Die Zimmer sind für zwei oder drei Studenten gedacht; wenn man Glück hat ist man allein. Die Ausstattung besteht aus Liege, Schrank, mehreren Regalen, Tisch und Stühlen und - ganz wichtig - einem Kühlschrank. Auf jeder Etage befinden sich zwei Gemeinschaftsküchen, ein Waschraum (mit vielleicht einer Waschmaschine), zwei Toilettenräume und ein Duschraum mit zwei Duschen, die alle auch gemeinsam genutzt werden. Das ist nicht unbedingt etwas für prüde Gemüter, besonders wenn nur mit einem Handtuch bekleidete männliche Mitstudenten einen beim Zähneputzen im Schlafanzug überraschen.
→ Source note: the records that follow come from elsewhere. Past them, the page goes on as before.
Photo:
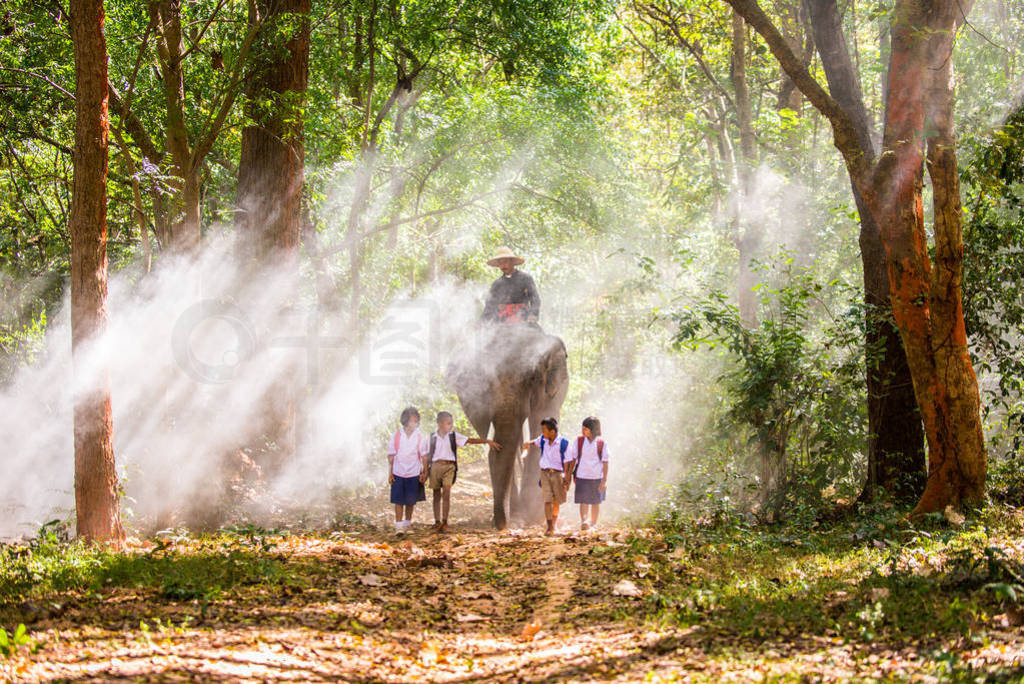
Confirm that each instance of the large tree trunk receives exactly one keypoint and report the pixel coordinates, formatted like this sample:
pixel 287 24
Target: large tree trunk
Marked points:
pixel 270 178
pixel 957 468
pixel 748 234
pixel 184 228
pixel 896 439
pixel 95 478
pixel 927 305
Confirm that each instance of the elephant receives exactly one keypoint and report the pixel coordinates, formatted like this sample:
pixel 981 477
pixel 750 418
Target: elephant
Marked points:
pixel 505 375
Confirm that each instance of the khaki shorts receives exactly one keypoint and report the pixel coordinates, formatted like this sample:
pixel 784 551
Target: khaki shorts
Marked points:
pixel 553 486
pixel 441 474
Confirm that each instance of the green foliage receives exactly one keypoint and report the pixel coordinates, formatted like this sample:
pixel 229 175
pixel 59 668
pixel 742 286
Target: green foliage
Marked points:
pixel 203 569
pixel 864 579
pixel 993 307
pixel 792 383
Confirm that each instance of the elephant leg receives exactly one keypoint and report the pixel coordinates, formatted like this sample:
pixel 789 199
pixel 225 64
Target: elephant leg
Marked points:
pixel 502 481
pixel 480 420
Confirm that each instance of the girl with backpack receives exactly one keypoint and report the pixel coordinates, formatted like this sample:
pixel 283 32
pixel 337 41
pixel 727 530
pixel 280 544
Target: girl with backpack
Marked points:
pixel 407 455
pixel 591 472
Auch der Zustand der Toiletten lässt oft zu wünschen übrig, allerdings tritt schnelle Gewöhnung daran ein (hauptsache sie funktionieren überhaupt). Leider waren die Duschen fast überall defekt, sodass man in den Keller musste, wenn man sich erfrischen wollte.

Fazit

Insgesamt habe ich fachlich nicht sehr viel dazugelernt, dafür habe ich sehr interessante Leute kennen gelernt und eine erlebnisreiche Zeit verlebt. Schon deswegen würde ich eine Auslandsfamulatur empfehlen.